Oui, donner sa part de maison à son conjoint est possible en cas de séparation, que vous soyez mariés, pacsés ou en concubinage. Cette opération se réalise par acte notarié : le donateur transfère gratuitement sa quote-part à l’autre partie. Des droits de donation s’appliquent selon la valeur de la part et le lien entre les parties. Pour les époux mariés et les partenaires de PACS, un abattement de 80 724 € est disponible en 2026. Une fois signée chez le notaire, la donation est en principe irrévocable : il vaut mieux bien réfléchir aux conséquences avant de s’engager dans cette voie.
Comment puis-je donner un bien propre à mon conjoint ?
Un bien propre est un bien appartenant exclusivement à l’un des époux : héritage reçu, donation antérieure au mariage, ou bien acquis avant l’union. Pour donner un bien propre à votre conjoint, vous devez signer un acte de donation devant notaire. La donation peut porter sur la pleine propriété, la nue-propriété ou l’usufruit du bien selon vos objectifs. Les droits de donation s’appliquent sur la valeur transmise, après déduction de l’abattement disponible. Cette opération est légalement possible sans procédure de divorce et ne nécessite aucun accord des autres membres de la famille.
Comment céder une maison à titre gratuit ?
Céder une maison à titre gratuit revient à en faire don, sans recevoir de contrepartie financière en échange.

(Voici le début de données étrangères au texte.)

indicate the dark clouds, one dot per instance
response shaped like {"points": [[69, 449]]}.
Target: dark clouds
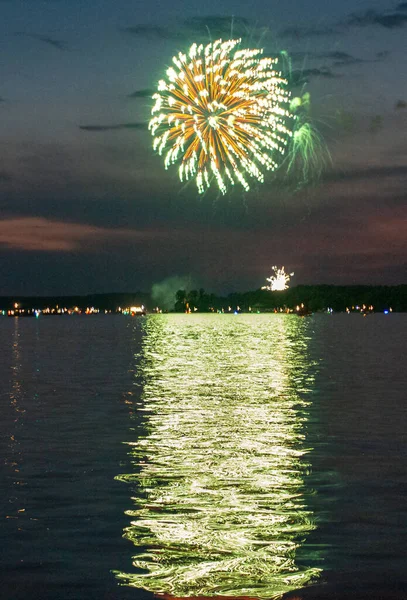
{"points": [[153, 32], [389, 20], [96, 128], [299, 77], [59, 44], [86, 204], [201, 28]]}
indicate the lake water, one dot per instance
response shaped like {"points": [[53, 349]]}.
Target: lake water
{"points": [[241, 455]]}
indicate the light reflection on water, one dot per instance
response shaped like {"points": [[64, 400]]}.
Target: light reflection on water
{"points": [[220, 456]]}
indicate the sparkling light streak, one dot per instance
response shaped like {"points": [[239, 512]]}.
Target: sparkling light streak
{"points": [[223, 114], [219, 457], [278, 281]]}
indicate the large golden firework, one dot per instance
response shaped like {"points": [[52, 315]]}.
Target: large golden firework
{"points": [[224, 114]]}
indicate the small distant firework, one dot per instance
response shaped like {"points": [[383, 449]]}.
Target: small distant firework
{"points": [[226, 114], [279, 281]]}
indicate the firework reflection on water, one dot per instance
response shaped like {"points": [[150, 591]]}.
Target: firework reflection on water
{"points": [[220, 456]]}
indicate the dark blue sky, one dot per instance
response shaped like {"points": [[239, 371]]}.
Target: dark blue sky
{"points": [[85, 205]]}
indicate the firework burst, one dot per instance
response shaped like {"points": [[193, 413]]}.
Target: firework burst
{"points": [[223, 114], [278, 281]]}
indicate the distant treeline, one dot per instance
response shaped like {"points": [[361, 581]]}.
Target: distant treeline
{"points": [[101, 301], [313, 297]]}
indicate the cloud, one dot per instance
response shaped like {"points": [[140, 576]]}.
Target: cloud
{"points": [[153, 32], [97, 128], [392, 19], [210, 27], [368, 174], [304, 32], [59, 44], [298, 77], [146, 93], [389, 20], [218, 25], [47, 235]]}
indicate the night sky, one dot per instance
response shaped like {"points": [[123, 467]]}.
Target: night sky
{"points": [[87, 207]]}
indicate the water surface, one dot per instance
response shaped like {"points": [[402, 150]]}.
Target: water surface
{"points": [[215, 454]]}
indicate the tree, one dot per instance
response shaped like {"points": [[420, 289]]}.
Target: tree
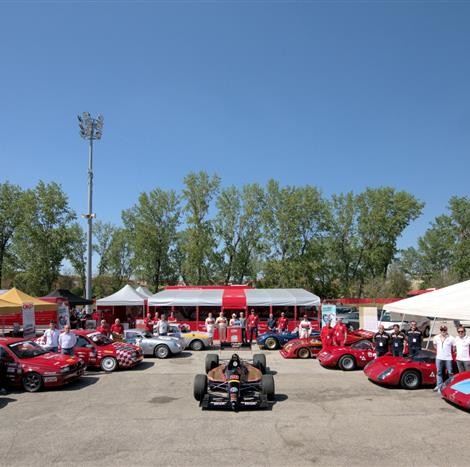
{"points": [[153, 223], [42, 243], [197, 241], [11, 217]]}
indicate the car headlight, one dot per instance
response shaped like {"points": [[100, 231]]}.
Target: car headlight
{"points": [[385, 373]]}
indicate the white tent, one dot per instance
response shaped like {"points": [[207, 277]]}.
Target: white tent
{"points": [[451, 302], [127, 296]]}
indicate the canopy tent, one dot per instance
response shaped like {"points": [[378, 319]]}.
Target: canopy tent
{"points": [[19, 298], [127, 296], [65, 294], [234, 298], [451, 302], [144, 291]]}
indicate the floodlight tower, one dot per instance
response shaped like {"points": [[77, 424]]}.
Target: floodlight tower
{"points": [[90, 129]]}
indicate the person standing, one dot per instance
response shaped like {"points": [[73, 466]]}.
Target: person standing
{"points": [[397, 340], [382, 341], [67, 341], [51, 338], [462, 343], [221, 324], [340, 333], [252, 323], [443, 344], [414, 338]]}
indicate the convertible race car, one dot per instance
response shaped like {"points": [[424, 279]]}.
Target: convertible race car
{"points": [[273, 340], [29, 365], [97, 350], [347, 358], [457, 390], [234, 384], [407, 372]]}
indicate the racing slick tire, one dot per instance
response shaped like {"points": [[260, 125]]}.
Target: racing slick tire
{"points": [[197, 345], [161, 351], [267, 387], [200, 387], [32, 382], [271, 343], [410, 379], [303, 352], [347, 363], [108, 364], [259, 361], [212, 360]]}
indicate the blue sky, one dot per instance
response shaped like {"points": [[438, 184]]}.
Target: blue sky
{"points": [[341, 95]]}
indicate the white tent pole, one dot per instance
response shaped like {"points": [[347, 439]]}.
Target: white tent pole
{"points": [[430, 332]]}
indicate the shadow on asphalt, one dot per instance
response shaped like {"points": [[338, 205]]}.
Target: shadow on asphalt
{"points": [[4, 401]]}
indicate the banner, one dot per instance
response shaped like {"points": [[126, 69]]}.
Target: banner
{"points": [[29, 322], [328, 313]]}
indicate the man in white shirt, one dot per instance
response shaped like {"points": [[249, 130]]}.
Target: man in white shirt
{"points": [[443, 344], [51, 338], [462, 343], [67, 341]]}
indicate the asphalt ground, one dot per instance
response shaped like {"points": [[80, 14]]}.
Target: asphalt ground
{"points": [[147, 417]]}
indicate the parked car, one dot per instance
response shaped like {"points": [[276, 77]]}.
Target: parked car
{"points": [[99, 351], [27, 364], [158, 346]]}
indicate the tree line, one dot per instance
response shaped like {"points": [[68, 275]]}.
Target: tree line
{"points": [[270, 236]]}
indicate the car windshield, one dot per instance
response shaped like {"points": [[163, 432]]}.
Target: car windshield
{"points": [[26, 349], [100, 339]]}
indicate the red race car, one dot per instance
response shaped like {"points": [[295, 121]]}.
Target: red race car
{"points": [[456, 390], [30, 366], [311, 346], [99, 351], [347, 358], [407, 372]]}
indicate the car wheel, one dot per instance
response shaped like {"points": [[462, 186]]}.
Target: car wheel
{"points": [[212, 360], [197, 345], [259, 361], [32, 382], [271, 343], [347, 363], [200, 387], [410, 379], [161, 351], [303, 352], [108, 364], [267, 387]]}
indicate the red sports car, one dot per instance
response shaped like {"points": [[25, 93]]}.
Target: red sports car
{"points": [[407, 372], [99, 351], [311, 346], [29, 365], [347, 358], [457, 390]]}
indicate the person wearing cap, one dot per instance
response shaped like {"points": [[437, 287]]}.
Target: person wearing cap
{"points": [[443, 344], [462, 346]]}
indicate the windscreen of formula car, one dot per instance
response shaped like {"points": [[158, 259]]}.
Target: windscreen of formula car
{"points": [[100, 339], [26, 349]]}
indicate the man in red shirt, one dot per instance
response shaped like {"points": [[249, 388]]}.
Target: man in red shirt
{"points": [[252, 325], [326, 335], [340, 333], [282, 323]]}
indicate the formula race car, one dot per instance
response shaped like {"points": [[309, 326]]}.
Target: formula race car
{"points": [[456, 390], [29, 365], [407, 372], [272, 340], [234, 384], [347, 358]]}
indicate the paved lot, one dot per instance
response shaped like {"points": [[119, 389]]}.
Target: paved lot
{"points": [[147, 417]]}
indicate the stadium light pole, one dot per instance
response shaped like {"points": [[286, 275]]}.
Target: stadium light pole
{"points": [[91, 129]]}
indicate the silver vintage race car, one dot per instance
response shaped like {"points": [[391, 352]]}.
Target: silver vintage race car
{"points": [[158, 346]]}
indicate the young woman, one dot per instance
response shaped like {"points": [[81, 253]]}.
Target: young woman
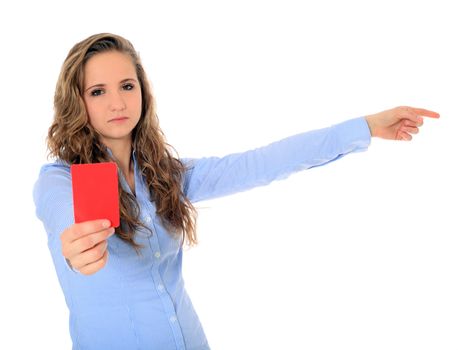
{"points": [[123, 286]]}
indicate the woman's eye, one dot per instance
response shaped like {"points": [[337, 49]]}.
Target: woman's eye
{"points": [[94, 92]]}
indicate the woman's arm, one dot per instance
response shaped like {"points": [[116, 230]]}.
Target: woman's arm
{"points": [[213, 177]]}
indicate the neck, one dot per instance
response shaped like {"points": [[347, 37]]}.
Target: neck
{"points": [[122, 151]]}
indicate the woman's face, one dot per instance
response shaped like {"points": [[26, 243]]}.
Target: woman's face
{"points": [[112, 96]]}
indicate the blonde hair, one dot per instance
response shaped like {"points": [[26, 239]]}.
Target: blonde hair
{"points": [[72, 139]]}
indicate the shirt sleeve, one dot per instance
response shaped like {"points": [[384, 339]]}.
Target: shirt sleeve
{"points": [[212, 177], [52, 194]]}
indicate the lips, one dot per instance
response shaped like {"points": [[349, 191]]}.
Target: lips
{"points": [[118, 119]]}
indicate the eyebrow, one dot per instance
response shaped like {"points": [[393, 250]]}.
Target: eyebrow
{"points": [[122, 81]]}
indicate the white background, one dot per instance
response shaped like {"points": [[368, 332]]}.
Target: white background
{"points": [[359, 254]]}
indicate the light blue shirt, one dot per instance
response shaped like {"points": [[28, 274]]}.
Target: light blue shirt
{"points": [[140, 302]]}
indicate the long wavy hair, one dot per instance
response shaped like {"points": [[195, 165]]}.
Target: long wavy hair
{"points": [[71, 138]]}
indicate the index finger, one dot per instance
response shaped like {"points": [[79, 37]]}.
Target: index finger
{"points": [[87, 227], [426, 113]]}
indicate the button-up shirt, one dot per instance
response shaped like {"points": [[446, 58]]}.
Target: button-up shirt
{"points": [[140, 302]]}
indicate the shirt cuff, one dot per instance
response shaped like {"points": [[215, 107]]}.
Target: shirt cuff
{"points": [[354, 134]]}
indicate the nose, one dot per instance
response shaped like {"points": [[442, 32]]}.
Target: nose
{"points": [[117, 101]]}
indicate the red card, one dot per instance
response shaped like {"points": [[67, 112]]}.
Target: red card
{"points": [[95, 192]]}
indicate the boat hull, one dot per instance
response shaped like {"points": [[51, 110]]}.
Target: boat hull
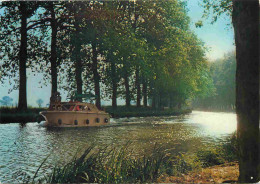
{"points": [[75, 119]]}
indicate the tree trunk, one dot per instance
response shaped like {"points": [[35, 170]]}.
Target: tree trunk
{"points": [[114, 85], [127, 90], [138, 88], [78, 60], [53, 58], [96, 75], [144, 93], [245, 20], [22, 103]]}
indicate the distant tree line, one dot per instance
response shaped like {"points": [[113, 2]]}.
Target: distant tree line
{"points": [[133, 50], [223, 72]]}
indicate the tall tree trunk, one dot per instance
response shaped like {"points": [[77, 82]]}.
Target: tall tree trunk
{"points": [[53, 58], [245, 20], [114, 85], [127, 89], [96, 75], [78, 62], [145, 92], [138, 87], [22, 103]]}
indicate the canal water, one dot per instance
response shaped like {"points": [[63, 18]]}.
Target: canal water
{"points": [[24, 147]]}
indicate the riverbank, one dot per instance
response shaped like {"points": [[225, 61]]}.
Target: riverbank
{"points": [[12, 115], [158, 164], [225, 173]]}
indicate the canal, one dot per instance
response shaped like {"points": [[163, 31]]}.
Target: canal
{"points": [[24, 147]]}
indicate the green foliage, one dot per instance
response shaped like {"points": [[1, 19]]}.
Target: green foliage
{"points": [[110, 165], [216, 8], [223, 73], [122, 165], [129, 37]]}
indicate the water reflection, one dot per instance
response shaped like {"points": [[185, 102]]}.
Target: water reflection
{"points": [[24, 147]]}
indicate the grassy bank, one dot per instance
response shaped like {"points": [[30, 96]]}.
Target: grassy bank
{"points": [[121, 165], [12, 115]]}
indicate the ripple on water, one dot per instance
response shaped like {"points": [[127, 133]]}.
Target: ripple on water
{"points": [[23, 148]]}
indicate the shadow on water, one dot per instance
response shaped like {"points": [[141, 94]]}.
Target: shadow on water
{"points": [[23, 146]]}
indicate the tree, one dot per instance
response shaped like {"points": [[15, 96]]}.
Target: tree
{"points": [[39, 102], [6, 100], [245, 18], [12, 18], [245, 15]]}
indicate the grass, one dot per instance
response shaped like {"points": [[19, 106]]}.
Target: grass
{"points": [[110, 165], [121, 165]]}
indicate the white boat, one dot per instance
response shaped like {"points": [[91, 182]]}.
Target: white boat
{"points": [[74, 114]]}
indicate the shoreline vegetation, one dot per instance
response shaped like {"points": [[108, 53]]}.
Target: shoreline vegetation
{"points": [[13, 115], [159, 164]]}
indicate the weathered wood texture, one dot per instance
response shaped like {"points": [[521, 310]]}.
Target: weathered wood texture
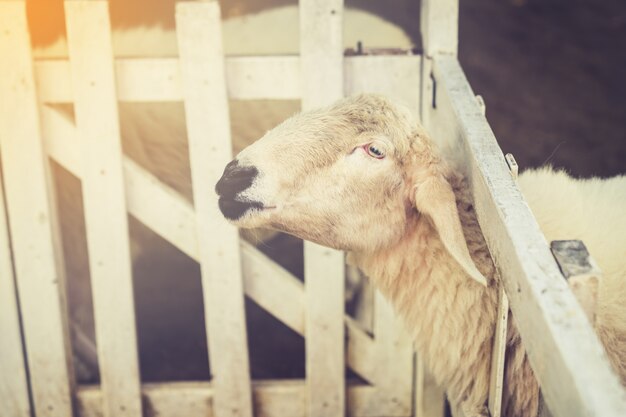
{"points": [[321, 60], [272, 287], [272, 398], [106, 221], [31, 210], [208, 126], [14, 400], [439, 26], [247, 78], [553, 327]]}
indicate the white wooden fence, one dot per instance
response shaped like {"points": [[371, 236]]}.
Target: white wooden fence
{"points": [[33, 320]]}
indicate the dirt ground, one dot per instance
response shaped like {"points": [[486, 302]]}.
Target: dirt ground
{"points": [[552, 73]]}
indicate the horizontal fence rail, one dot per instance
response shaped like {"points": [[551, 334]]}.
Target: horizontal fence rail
{"points": [[247, 78], [565, 353]]}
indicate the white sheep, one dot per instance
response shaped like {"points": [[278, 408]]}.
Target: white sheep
{"points": [[154, 134], [363, 176]]}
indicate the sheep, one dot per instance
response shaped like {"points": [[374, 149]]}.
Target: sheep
{"points": [[154, 134], [363, 177]]}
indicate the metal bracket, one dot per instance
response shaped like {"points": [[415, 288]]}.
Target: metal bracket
{"points": [[580, 271]]}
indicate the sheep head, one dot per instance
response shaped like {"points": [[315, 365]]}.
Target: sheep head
{"points": [[352, 176]]}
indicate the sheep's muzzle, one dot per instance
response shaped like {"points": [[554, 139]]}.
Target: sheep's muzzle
{"points": [[235, 180]]}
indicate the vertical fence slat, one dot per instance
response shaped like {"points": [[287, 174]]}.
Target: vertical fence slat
{"points": [[394, 376], [38, 266], [91, 62], [439, 26], [13, 384], [208, 126], [321, 58]]}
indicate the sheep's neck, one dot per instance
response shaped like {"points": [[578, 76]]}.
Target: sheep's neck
{"points": [[450, 317]]}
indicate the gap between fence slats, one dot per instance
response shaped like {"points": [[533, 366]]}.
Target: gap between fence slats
{"points": [[272, 398], [247, 78], [208, 126], [147, 197], [106, 221], [554, 329], [321, 66], [35, 242]]}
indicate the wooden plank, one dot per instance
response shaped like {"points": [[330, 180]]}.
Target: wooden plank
{"points": [[93, 83], [208, 126], [554, 329], [498, 356], [247, 78], [439, 26], [272, 398], [147, 198], [393, 359], [13, 383], [32, 222], [321, 66]]}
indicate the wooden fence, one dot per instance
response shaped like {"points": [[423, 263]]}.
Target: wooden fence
{"points": [[552, 325]]}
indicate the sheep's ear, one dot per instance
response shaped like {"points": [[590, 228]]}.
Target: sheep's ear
{"points": [[434, 197]]}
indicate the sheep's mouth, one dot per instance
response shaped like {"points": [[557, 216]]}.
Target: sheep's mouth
{"points": [[234, 209]]}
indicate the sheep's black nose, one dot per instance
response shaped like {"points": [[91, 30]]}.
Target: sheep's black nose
{"points": [[235, 179]]}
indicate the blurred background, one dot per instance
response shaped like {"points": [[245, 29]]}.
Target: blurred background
{"points": [[552, 74]]}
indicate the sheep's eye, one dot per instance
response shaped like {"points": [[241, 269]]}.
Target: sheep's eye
{"points": [[375, 151]]}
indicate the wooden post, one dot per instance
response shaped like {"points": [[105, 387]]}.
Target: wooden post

Pour un bien immobilier, l’acte notarié est obligatoire : une donation verbale ou par simple écrit n’a aucune valeur juridique pour un immeuble en France. L’acte de donation précise l’identité des parties, la description complète du bien et les éventuelles conditions imposées au bénéficiaire. Les droits de donation restent dus par le bénéficiaire même si la cession est gratuite, calculés sur la valeur du bien au jour de la donation après application des abattements légaux en vigueur.
Est-il possible de vendre un pourcentage de sa maison à son conjoint ?
Oui, vendre une partie de votre maison à votre conjoint est tout à fait possible : c’est précisément ce que réalise le rachat de part. L’un des copropriétaires cède sa quote-part à l’autre en échange d’une soulte correspondant à la valeur de marché de cette part. L’opération est formalisée par un acte notarié et s’applique aussi bien entre époux, partenaires de PACS que concubins détenant un bien en indivision. La valeur de la part vendue doit être établie à sa juste valeur de marché pour éviter tout risque de requalification fiscale par l’administration.